04.12.2000 · IWW-Abrufnummer 001440
Bundesfinanzhof: Urteil vom 18.10.2000 – II R 50/98
BUNDESFINANZHOF
Die Aufforderung zur Abgabe einer Erbschaftsteuererklärung führt auch dann gemäß § 170 Abs. 2 Satz 1 Nr. 1 AO 1977 zu einem von Absatz 1 der Vorschrift abweichenden Beginn der Festsetzungsfrist, wenn sie zwar nach Ablauf des dritten auf das Kalenderjahr der Steuerentstehung folgenden Kalenderjahres, aber noch innerhalb der vierjährigen Festsetzungsfrist ergeht. Die Anlaufhemmung ist auch für diesen Fall auf drei Jahre begrenzt.
AO 1977 § 170 Abs. 2 Satz 1 Nr. 1
ErbStG § 31 Abs. 1
Urteil vom 18. Oktober 2000 - II R 50/98 -
Vorinstanz: FG Baden-Württemberg (DStRE 1999, 197)
Gründe
I.
Die Klägerin und Revisionsbeklagte (Klägerin) erwarb durch notariell beurkundeten Vertrag vom ... September 1992 von ihrem Sohn Thomas (S) dessen Anteil am Nachlass seines im ... Juli 1992 verstorbenen Vaters (V), der ihn zusammen mit seinem Bruder (B) als Erben zu gleichen Teilen eingesetzt hatte. Als Gegenleistung für die Übertragung des Erbanteils übertrug die Klägerin einen 1/4 Miteigentumsanteil an einem Grundstück auf S. Sie verpflichtete sich ferner, S von jeglicher Inanspruchnahme aufgrund von Nachlassverbindlichkeiten freizustellen. Ergänzend heißt es in § 2 Ziff. 1 des Vertrags: "Im übrigen erfolgt die Übertragung der Erbteile im Wege der Schenkung." Der Erbteilsübertragung ging ein Abschn. I voraus, in dem die Klägerin erklärte, dass sie ein von V zu ihren Gunsten ausgesetztes Nießbrauchsvermächtnis an den Erbanteilen von S und B nicht annehme.

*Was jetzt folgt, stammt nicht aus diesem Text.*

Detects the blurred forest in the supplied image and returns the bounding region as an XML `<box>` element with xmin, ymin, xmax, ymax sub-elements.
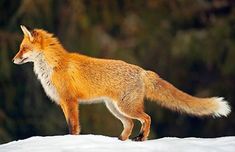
<box><xmin>0</xmin><ymin>0</ymin><xmax>235</xmax><ymax>143</ymax></box>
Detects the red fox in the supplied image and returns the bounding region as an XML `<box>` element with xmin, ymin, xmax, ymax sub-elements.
<box><xmin>13</xmin><ymin>25</ymin><xmax>231</xmax><ymax>141</ymax></box>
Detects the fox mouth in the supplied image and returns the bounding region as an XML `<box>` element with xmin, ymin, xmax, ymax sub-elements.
<box><xmin>13</xmin><ymin>57</ymin><xmax>28</xmax><ymax>64</ymax></box>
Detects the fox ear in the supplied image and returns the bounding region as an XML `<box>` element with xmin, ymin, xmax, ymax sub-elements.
<box><xmin>20</xmin><ymin>25</ymin><xmax>33</xmax><ymax>42</ymax></box>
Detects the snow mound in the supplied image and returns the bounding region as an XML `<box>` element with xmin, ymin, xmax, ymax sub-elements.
<box><xmin>0</xmin><ymin>135</ymin><xmax>235</xmax><ymax>152</ymax></box>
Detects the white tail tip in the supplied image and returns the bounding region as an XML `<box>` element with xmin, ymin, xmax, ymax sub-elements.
<box><xmin>214</xmin><ymin>97</ymin><xmax>231</xmax><ymax>117</ymax></box>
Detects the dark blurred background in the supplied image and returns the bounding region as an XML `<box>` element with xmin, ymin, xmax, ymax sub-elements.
<box><xmin>0</xmin><ymin>0</ymin><xmax>235</xmax><ymax>143</ymax></box>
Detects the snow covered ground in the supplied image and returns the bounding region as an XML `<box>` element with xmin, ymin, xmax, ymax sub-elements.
<box><xmin>0</xmin><ymin>135</ymin><xmax>235</xmax><ymax>152</ymax></box>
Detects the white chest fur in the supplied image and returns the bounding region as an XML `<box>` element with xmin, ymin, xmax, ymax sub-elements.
<box><xmin>34</xmin><ymin>54</ymin><xmax>59</xmax><ymax>104</ymax></box>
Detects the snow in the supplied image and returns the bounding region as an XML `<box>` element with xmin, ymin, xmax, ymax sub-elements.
<box><xmin>0</xmin><ymin>135</ymin><xmax>235</xmax><ymax>152</ymax></box>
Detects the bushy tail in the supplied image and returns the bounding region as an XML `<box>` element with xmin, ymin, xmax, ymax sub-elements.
<box><xmin>144</xmin><ymin>71</ymin><xmax>231</xmax><ymax>117</ymax></box>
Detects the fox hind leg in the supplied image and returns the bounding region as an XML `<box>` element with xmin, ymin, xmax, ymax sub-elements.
<box><xmin>105</xmin><ymin>101</ymin><xmax>134</xmax><ymax>140</ymax></box>
<box><xmin>118</xmin><ymin>100</ymin><xmax>151</xmax><ymax>141</ymax></box>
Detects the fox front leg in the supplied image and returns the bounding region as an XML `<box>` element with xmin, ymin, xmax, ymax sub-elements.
<box><xmin>60</xmin><ymin>100</ymin><xmax>80</xmax><ymax>135</ymax></box>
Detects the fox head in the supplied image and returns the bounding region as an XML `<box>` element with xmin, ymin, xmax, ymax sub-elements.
<box><xmin>12</xmin><ymin>25</ymin><xmax>43</xmax><ymax>64</ymax></box>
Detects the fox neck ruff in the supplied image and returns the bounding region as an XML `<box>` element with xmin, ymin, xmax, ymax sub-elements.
<box><xmin>34</xmin><ymin>53</ymin><xmax>59</xmax><ymax>104</ymax></box>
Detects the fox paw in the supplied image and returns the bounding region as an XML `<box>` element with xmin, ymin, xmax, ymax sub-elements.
<box><xmin>132</xmin><ymin>133</ymin><xmax>146</xmax><ymax>141</ymax></box>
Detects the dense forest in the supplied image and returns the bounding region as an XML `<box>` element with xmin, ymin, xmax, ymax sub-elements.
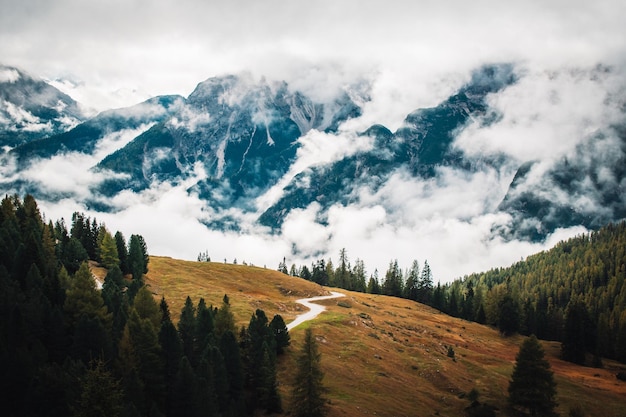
<box><xmin>431</xmin><ymin>222</ymin><xmax>626</xmax><ymax>366</ymax></box>
<box><xmin>0</xmin><ymin>196</ymin><xmax>289</xmax><ymax>416</ymax></box>
<box><xmin>278</xmin><ymin>222</ymin><xmax>626</xmax><ymax>366</ymax></box>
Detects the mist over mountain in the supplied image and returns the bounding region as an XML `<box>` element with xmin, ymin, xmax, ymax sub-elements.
<box><xmin>0</xmin><ymin>64</ymin><xmax>626</xmax><ymax>279</ymax></box>
<box><xmin>0</xmin><ymin>65</ymin><xmax>85</xmax><ymax>150</ymax></box>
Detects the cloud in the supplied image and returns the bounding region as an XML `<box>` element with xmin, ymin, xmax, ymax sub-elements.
<box><xmin>0</xmin><ymin>124</ymin><xmax>151</xmax><ymax>201</ymax></box>
<box><xmin>0</xmin><ymin>0</ymin><xmax>626</xmax><ymax>281</ymax></box>
<box><xmin>455</xmin><ymin>66</ymin><xmax>626</xmax><ymax>162</ymax></box>
<box><xmin>0</xmin><ymin>67</ymin><xmax>20</xmax><ymax>83</ymax></box>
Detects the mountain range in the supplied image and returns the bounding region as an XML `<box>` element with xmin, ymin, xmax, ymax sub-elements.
<box><xmin>0</xmin><ymin>64</ymin><xmax>626</xmax><ymax>247</ymax></box>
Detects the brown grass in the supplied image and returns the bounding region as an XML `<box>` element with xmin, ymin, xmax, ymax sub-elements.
<box><xmin>140</xmin><ymin>257</ymin><xmax>626</xmax><ymax>417</ymax></box>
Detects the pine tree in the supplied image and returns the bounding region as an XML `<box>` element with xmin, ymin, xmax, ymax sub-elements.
<box><xmin>291</xmin><ymin>328</ymin><xmax>326</xmax><ymax>417</ymax></box>
<box><xmin>74</xmin><ymin>360</ymin><xmax>124</xmax><ymax>417</ymax></box>
<box><xmin>98</xmin><ymin>226</ymin><xmax>120</xmax><ymax>269</ymax></box>
<box><xmin>383</xmin><ymin>259</ymin><xmax>403</xmax><ymax>297</ymax></box>
<box><xmin>404</xmin><ymin>261</ymin><xmax>420</xmax><ymax>301</ymax></box>
<box><xmin>115</xmin><ymin>231</ymin><xmax>130</xmax><ymax>274</ymax></box>
<box><xmin>509</xmin><ymin>335</ymin><xmax>557</xmax><ymax>417</ymax></box>
<box><xmin>178</xmin><ymin>296</ymin><xmax>197</xmax><ymax>365</ymax></box>
<box><xmin>215</xmin><ymin>294</ymin><xmax>237</xmax><ymax>337</ymax></box>
<box><xmin>561</xmin><ymin>300</ymin><xmax>591</xmax><ymax>365</ymax></box>
<box><xmin>270</xmin><ymin>314</ymin><xmax>291</xmax><ymax>355</ymax></box>
<box><xmin>417</xmin><ymin>261</ymin><xmax>433</xmax><ymax>305</ymax></box>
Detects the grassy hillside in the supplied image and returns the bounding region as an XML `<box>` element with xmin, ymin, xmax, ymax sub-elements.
<box><xmin>138</xmin><ymin>257</ymin><xmax>626</xmax><ymax>417</ymax></box>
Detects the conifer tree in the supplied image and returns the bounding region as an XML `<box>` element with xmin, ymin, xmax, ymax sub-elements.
<box><xmin>114</xmin><ymin>231</ymin><xmax>130</xmax><ymax>274</ymax></box>
<box><xmin>74</xmin><ymin>360</ymin><xmax>124</xmax><ymax>417</ymax></box>
<box><xmin>382</xmin><ymin>259</ymin><xmax>404</xmax><ymax>297</ymax></box>
<box><xmin>215</xmin><ymin>294</ymin><xmax>237</xmax><ymax>338</ymax></box>
<box><xmin>98</xmin><ymin>226</ymin><xmax>120</xmax><ymax>269</ymax></box>
<box><xmin>404</xmin><ymin>261</ymin><xmax>420</xmax><ymax>301</ymax></box>
<box><xmin>178</xmin><ymin>296</ymin><xmax>196</xmax><ymax>364</ymax></box>
<box><xmin>291</xmin><ymin>328</ymin><xmax>326</xmax><ymax>417</ymax></box>
<box><xmin>508</xmin><ymin>335</ymin><xmax>557</xmax><ymax>417</ymax></box>
<box><xmin>270</xmin><ymin>314</ymin><xmax>291</xmax><ymax>355</ymax></box>
<box><xmin>417</xmin><ymin>261</ymin><xmax>433</xmax><ymax>305</ymax></box>
<box><xmin>561</xmin><ymin>300</ymin><xmax>591</xmax><ymax>365</ymax></box>
<box><xmin>133</xmin><ymin>285</ymin><xmax>161</xmax><ymax>331</ymax></box>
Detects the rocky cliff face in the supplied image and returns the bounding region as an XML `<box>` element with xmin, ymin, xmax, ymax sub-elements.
<box><xmin>0</xmin><ymin>65</ymin><xmax>626</xmax><ymax>240</ymax></box>
<box><xmin>0</xmin><ymin>65</ymin><xmax>85</xmax><ymax>151</ymax></box>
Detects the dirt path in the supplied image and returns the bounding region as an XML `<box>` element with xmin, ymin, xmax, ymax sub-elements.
<box><xmin>287</xmin><ymin>291</ymin><xmax>346</xmax><ymax>330</ymax></box>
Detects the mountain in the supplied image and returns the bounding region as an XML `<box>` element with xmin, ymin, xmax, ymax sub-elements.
<box><xmin>96</xmin><ymin>75</ymin><xmax>360</xmax><ymax>214</ymax></box>
<box><xmin>0</xmin><ymin>65</ymin><xmax>85</xmax><ymax>151</ymax></box>
<box><xmin>0</xmin><ymin>64</ymin><xmax>626</xmax><ymax>250</ymax></box>
<box><xmin>259</xmin><ymin>65</ymin><xmax>516</xmax><ymax>229</ymax></box>
<box><xmin>498</xmin><ymin>123</ymin><xmax>626</xmax><ymax>240</ymax></box>
<box><xmin>140</xmin><ymin>257</ymin><xmax>626</xmax><ymax>417</ymax></box>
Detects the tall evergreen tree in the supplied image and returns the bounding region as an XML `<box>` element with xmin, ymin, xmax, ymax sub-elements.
<box><xmin>178</xmin><ymin>296</ymin><xmax>197</xmax><ymax>365</ymax></box>
<box><xmin>98</xmin><ymin>226</ymin><xmax>120</xmax><ymax>269</ymax></box>
<box><xmin>291</xmin><ymin>328</ymin><xmax>326</xmax><ymax>417</ymax></box>
<box><xmin>498</xmin><ymin>294</ymin><xmax>520</xmax><ymax>336</ymax></box>
<box><xmin>561</xmin><ymin>300</ymin><xmax>592</xmax><ymax>365</ymax></box>
<box><xmin>382</xmin><ymin>259</ymin><xmax>404</xmax><ymax>297</ymax></box>
<box><xmin>270</xmin><ymin>314</ymin><xmax>291</xmax><ymax>355</ymax></box>
<box><xmin>417</xmin><ymin>261</ymin><xmax>433</xmax><ymax>305</ymax></box>
<box><xmin>114</xmin><ymin>231</ymin><xmax>130</xmax><ymax>274</ymax></box>
<box><xmin>215</xmin><ymin>294</ymin><xmax>237</xmax><ymax>338</ymax></box>
<box><xmin>404</xmin><ymin>261</ymin><xmax>420</xmax><ymax>301</ymax></box>
<box><xmin>74</xmin><ymin>360</ymin><xmax>124</xmax><ymax>417</ymax></box>
<box><xmin>508</xmin><ymin>335</ymin><xmax>557</xmax><ymax>417</ymax></box>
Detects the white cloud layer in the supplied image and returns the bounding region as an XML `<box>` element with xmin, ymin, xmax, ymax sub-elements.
<box><xmin>0</xmin><ymin>0</ymin><xmax>626</xmax><ymax>281</ymax></box>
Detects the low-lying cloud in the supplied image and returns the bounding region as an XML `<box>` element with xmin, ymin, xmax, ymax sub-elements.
<box><xmin>0</xmin><ymin>0</ymin><xmax>626</xmax><ymax>281</ymax></box>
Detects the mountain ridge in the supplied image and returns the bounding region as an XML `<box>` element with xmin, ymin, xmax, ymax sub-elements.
<box><xmin>0</xmin><ymin>64</ymin><xmax>626</xmax><ymax>253</ymax></box>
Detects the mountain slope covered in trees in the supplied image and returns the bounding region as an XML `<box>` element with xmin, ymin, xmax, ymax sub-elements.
<box><xmin>435</xmin><ymin>222</ymin><xmax>626</xmax><ymax>363</ymax></box>
<box><xmin>0</xmin><ymin>196</ymin><xmax>626</xmax><ymax>416</ymax></box>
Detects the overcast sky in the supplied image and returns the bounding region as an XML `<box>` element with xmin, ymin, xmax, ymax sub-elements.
<box><xmin>0</xmin><ymin>0</ymin><xmax>626</xmax><ymax>280</ymax></box>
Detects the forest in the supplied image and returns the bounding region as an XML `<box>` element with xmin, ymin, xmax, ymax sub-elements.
<box><xmin>408</xmin><ymin>221</ymin><xmax>626</xmax><ymax>366</ymax></box>
<box><xmin>278</xmin><ymin>222</ymin><xmax>626</xmax><ymax>366</ymax></box>
<box><xmin>0</xmin><ymin>196</ymin><xmax>290</xmax><ymax>417</ymax></box>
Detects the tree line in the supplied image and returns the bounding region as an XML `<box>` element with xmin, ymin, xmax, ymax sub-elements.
<box><xmin>278</xmin><ymin>248</ymin><xmax>434</xmax><ymax>304</ymax></box>
<box><xmin>0</xmin><ymin>195</ymin><xmax>290</xmax><ymax>416</ymax></box>
<box><xmin>433</xmin><ymin>222</ymin><xmax>626</xmax><ymax>366</ymax></box>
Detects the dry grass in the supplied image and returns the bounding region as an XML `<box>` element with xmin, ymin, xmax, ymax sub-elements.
<box><xmin>138</xmin><ymin>257</ymin><xmax>626</xmax><ymax>417</ymax></box>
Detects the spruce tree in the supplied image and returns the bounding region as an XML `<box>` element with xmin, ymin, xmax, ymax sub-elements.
<box><xmin>270</xmin><ymin>314</ymin><xmax>291</xmax><ymax>355</ymax></box>
<box><xmin>509</xmin><ymin>335</ymin><xmax>557</xmax><ymax>417</ymax></box>
<box><xmin>291</xmin><ymin>328</ymin><xmax>326</xmax><ymax>417</ymax></box>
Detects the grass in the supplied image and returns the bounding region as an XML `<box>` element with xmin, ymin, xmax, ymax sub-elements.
<box><xmin>136</xmin><ymin>257</ymin><xmax>626</xmax><ymax>417</ymax></box>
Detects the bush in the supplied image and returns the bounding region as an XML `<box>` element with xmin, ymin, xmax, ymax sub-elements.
<box><xmin>448</xmin><ymin>346</ymin><xmax>454</xmax><ymax>359</ymax></box>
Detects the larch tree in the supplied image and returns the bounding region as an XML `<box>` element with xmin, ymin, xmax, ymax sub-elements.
<box><xmin>291</xmin><ymin>328</ymin><xmax>326</xmax><ymax>417</ymax></box>
<box><xmin>98</xmin><ymin>226</ymin><xmax>120</xmax><ymax>269</ymax></box>
<box><xmin>509</xmin><ymin>335</ymin><xmax>557</xmax><ymax>417</ymax></box>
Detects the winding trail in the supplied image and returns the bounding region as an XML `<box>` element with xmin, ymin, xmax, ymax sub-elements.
<box><xmin>287</xmin><ymin>291</ymin><xmax>346</xmax><ymax>330</ymax></box>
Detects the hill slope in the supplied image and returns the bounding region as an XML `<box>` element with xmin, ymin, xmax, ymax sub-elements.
<box><xmin>140</xmin><ymin>257</ymin><xmax>626</xmax><ymax>417</ymax></box>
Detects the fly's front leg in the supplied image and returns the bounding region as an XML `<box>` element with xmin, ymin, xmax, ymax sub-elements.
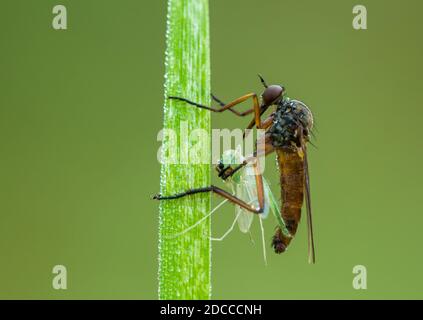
<box><xmin>169</xmin><ymin>93</ymin><xmax>264</xmax><ymax>128</ymax></box>
<box><xmin>211</xmin><ymin>93</ymin><xmax>254</xmax><ymax>117</ymax></box>
<box><xmin>153</xmin><ymin>156</ymin><xmax>264</xmax><ymax>214</ymax></box>
<box><xmin>216</xmin><ymin>114</ymin><xmax>274</xmax><ymax>180</ymax></box>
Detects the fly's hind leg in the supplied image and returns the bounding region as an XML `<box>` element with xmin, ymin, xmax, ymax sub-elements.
<box><xmin>153</xmin><ymin>158</ymin><xmax>264</xmax><ymax>214</ymax></box>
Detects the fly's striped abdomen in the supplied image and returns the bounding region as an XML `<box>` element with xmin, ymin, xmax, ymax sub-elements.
<box><xmin>272</xmin><ymin>147</ymin><xmax>304</xmax><ymax>253</ymax></box>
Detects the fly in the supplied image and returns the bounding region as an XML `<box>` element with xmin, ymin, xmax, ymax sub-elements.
<box><xmin>154</xmin><ymin>76</ymin><xmax>315</xmax><ymax>263</ymax></box>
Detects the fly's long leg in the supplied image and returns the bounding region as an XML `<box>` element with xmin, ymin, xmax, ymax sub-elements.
<box><xmin>210</xmin><ymin>212</ymin><xmax>241</xmax><ymax>241</ymax></box>
<box><xmin>219</xmin><ymin>133</ymin><xmax>275</xmax><ymax>180</ymax></box>
<box><xmin>169</xmin><ymin>93</ymin><xmax>268</xmax><ymax>128</ymax></box>
<box><xmin>165</xmin><ymin>199</ymin><xmax>228</xmax><ymax>239</ymax></box>
<box><xmin>153</xmin><ymin>156</ymin><xmax>264</xmax><ymax>214</ymax></box>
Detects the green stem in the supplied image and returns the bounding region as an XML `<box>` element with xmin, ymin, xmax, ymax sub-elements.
<box><xmin>159</xmin><ymin>0</ymin><xmax>211</xmax><ymax>299</ymax></box>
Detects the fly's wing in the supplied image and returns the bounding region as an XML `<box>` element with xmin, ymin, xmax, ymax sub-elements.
<box><xmin>303</xmin><ymin>145</ymin><xmax>316</xmax><ymax>263</ymax></box>
<box><xmin>235</xmin><ymin>165</ymin><xmax>259</xmax><ymax>233</ymax></box>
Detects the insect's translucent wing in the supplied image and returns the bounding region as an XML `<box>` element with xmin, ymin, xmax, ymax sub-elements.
<box><xmin>235</xmin><ymin>182</ymin><xmax>256</xmax><ymax>233</ymax></box>
<box><xmin>303</xmin><ymin>146</ymin><xmax>316</xmax><ymax>263</ymax></box>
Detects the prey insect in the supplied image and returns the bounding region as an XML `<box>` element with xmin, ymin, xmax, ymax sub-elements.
<box><xmin>154</xmin><ymin>76</ymin><xmax>315</xmax><ymax>263</ymax></box>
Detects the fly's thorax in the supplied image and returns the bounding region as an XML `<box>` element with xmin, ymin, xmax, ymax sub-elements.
<box><xmin>269</xmin><ymin>99</ymin><xmax>313</xmax><ymax>148</ymax></box>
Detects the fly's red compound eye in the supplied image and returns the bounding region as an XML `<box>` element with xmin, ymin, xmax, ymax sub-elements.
<box><xmin>262</xmin><ymin>85</ymin><xmax>285</xmax><ymax>105</ymax></box>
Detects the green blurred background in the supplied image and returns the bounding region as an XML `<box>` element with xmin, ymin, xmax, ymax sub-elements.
<box><xmin>0</xmin><ymin>0</ymin><xmax>423</xmax><ymax>299</ymax></box>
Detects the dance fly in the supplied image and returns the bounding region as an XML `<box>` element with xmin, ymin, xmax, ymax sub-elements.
<box><xmin>154</xmin><ymin>76</ymin><xmax>315</xmax><ymax>263</ymax></box>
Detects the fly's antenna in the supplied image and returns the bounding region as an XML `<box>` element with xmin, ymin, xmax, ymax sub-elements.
<box><xmin>164</xmin><ymin>199</ymin><xmax>228</xmax><ymax>239</ymax></box>
<box><xmin>258</xmin><ymin>73</ymin><xmax>268</xmax><ymax>88</ymax></box>
<box><xmin>259</xmin><ymin>215</ymin><xmax>267</xmax><ymax>266</ymax></box>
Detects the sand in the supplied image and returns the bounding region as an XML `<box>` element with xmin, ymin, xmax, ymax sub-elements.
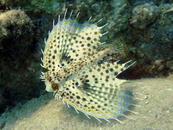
<box><xmin>0</xmin><ymin>75</ymin><xmax>173</xmax><ymax>130</ymax></box>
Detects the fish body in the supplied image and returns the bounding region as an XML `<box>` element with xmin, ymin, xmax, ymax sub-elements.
<box><xmin>41</xmin><ymin>9</ymin><xmax>133</xmax><ymax>122</ymax></box>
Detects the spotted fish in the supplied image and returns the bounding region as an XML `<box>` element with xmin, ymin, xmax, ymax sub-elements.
<box><xmin>41</xmin><ymin>10</ymin><xmax>137</xmax><ymax>122</ymax></box>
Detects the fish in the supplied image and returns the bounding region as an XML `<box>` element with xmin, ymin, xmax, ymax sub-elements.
<box><xmin>41</xmin><ymin>10</ymin><xmax>137</xmax><ymax>123</ymax></box>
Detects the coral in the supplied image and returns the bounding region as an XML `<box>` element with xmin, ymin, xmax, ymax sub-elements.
<box><xmin>130</xmin><ymin>3</ymin><xmax>159</xmax><ymax>29</ymax></box>
<box><xmin>0</xmin><ymin>10</ymin><xmax>39</xmax><ymax>112</ymax></box>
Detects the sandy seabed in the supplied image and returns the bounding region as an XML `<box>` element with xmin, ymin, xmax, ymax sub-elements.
<box><xmin>0</xmin><ymin>75</ymin><xmax>173</xmax><ymax>130</ymax></box>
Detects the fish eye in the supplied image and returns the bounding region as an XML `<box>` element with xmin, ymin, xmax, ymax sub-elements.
<box><xmin>51</xmin><ymin>82</ymin><xmax>59</xmax><ymax>91</ymax></box>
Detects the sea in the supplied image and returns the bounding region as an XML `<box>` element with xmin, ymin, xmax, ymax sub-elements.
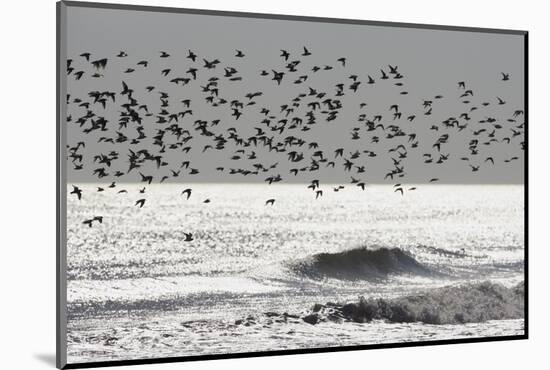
<box><xmin>67</xmin><ymin>183</ymin><xmax>525</xmax><ymax>363</ymax></box>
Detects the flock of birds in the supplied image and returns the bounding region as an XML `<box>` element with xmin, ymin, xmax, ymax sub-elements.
<box><xmin>66</xmin><ymin>47</ymin><xmax>525</xmax><ymax>237</ymax></box>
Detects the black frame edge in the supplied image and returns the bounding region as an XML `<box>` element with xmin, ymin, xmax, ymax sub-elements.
<box><xmin>63</xmin><ymin>334</ymin><xmax>527</xmax><ymax>369</ymax></box>
<box><xmin>61</xmin><ymin>0</ymin><xmax>527</xmax><ymax>35</ymax></box>
<box><xmin>55</xmin><ymin>1</ymin><xmax>67</xmax><ymax>369</ymax></box>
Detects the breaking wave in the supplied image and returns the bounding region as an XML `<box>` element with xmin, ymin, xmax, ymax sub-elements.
<box><xmin>290</xmin><ymin>248</ymin><xmax>438</xmax><ymax>280</ymax></box>
<box><xmin>303</xmin><ymin>281</ymin><xmax>525</xmax><ymax>325</ymax></box>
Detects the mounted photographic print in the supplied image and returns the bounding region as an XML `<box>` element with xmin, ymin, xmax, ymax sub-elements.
<box><xmin>57</xmin><ymin>1</ymin><xmax>527</xmax><ymax>368</ymax></box>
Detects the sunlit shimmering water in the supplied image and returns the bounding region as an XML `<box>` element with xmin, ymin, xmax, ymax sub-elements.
<box><xmin>67</xmin><ymin>184</ymin><xmax>524</xmax><ymax>362</ymax></box>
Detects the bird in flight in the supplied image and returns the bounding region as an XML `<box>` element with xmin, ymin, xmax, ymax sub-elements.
<box><xmin>71</xmin><ymin>185</ymin><xmax>82</xmax><ymax>200</ymax></box>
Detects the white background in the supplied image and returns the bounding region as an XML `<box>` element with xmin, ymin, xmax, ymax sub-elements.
<box><xmin>0</xmin><ymin>0</ymin><xmax>550</xmax><ymax>370</ymax></box>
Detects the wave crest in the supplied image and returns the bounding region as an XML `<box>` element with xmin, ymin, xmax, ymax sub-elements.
<box><xmin>304</xmin><ymin>281</ymin><xmax>525</xmax><ymax>325</ymax></box>
<box><xmin>290</xmin><ymin>248</ymin><xmax>436</xmax><ymax>280</ymax></box>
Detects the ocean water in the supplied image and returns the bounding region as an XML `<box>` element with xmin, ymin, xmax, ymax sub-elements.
<box><xmin>67</xmin><ymin>184</ymin><xmax>524</xmax><ymax>363</ymax></box>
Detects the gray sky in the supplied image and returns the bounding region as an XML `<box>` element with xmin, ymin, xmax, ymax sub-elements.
<box><xmin>63</xmin><ymin>7</ymin><xmax>524</xmax><ymax>183</ymax></box>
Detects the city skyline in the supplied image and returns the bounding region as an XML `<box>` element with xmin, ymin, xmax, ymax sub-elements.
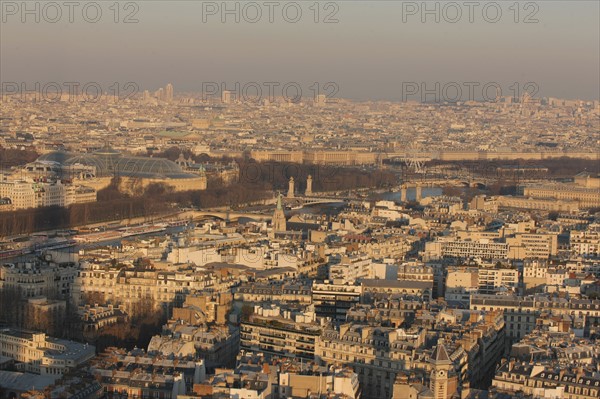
<box><xmin>0</xmin><ymin>1</ymin><xmax>600</xmax><ymax>101</ymax></box>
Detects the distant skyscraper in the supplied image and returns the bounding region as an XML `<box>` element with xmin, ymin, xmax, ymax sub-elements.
<box><xmin>221</xmin><ymin>90</ymin><xmax>231</xmax><ymax>104</ymax></box>
<box><xmin>165</xmin><ymin>83</ymin><xmax>175</xmax><ymax>103</ymax></box>
<box><xmin>315</xmin><ymin>94</ymin><xmax>327</xmax><ymax>106</ymax></box>
<box><xmin>154</xmin><ymin>87</ymin><xmax>165</xmax><ymax>101</ymax></box>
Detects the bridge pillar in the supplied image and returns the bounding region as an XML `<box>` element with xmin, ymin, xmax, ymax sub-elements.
<box><xmin>415</xmin><ymin>183</ymin><xmax>423</xmax><ymax>202</ymax></box>
<box><xmin>400</xmin><ymin>184</ymin><xmax>406</xmax><ymax>202</ymax></box>
<box><xmin>287</xmin><ymin>177</ymin><xmax>294</xmax><ymax>198</ymax></box>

Der Beklagte und Revisionskläger (das Finanzamt --FA--) forderte die Klägerin am 3. April 1996 auf, eine Schenkungsteuererklärung über die Zuwendung seitens des S abzugeben. Die Erklärung ging am 24. Oktober 1996 beim FA ein. Durch Bescheid vom 5. März 1997 setzte das FA gegen die Klägerin wegen dieses Erwerbs Schenkungsteuer in Höhe von ... DM fest. Es ging von einer gemischten Schenkung von S an die Klägerin aus. Als Wert der Bereicherung ermittelte es einen Betrag von 83 165 DM.
Das Finanzgericht (FG) gab der nach erfolglosem Vorverfahren erhobenen Klage statt. Es könne --so das FG-- offen bleiben, ob die Übertragung des Erbanteils von S auf die Klägerin die Voraussetzungen einer gemischten Schenkung, d.h. einer freigebigen Zuwendung unter Lebenden erfülle (§ 7 Abs. 1 Nr. 1 des Erbschaftsteuer- und Schenkungsteuergesetzes --ErbStG--) oder ob es sich im Hinblick auf die Ausschlagung des Nießbrauchsvermächtnisses durch die Klägerin bei der Übertragung des Erbanteils um eine Abfindung i.S. von § 3 Abs. 2 Nr. 4 ErbStG gehandelt habe. Jedenfalls habe der angefochtene Bescheid wegen Eintritts der Festsetzungsverjährung nicht mehr ergehen dürfen. Der Beginn der vierjährigen Festsetzungsfrist mit Ablauf des Jahres 1992 sei insbesondere nicht durch § 170 Abs. 2 Satz 1 Nr. 1 der Abgabenordnung (AO 1977) hinausgeschoben worden. Einer Anlaufhemmung nach § 170 Abs. 2 Satz 1 Nr. 1 AO 1977 stehe entgegen, dass das FA die Klägerin nicht innerhalb des für den Eintritt der Anlaufhemmung längstens vorgesehenen Zeitraums von drei Jahren, sondern erst im darauffolgenden Jahr zur Abgabe der Steuererklärung aufgefordert habe. Das Urteil des FG ist in Deutsches Steuerrecht Entscheidungsdienst (DStRE) 1999, 197 veröffentlicht.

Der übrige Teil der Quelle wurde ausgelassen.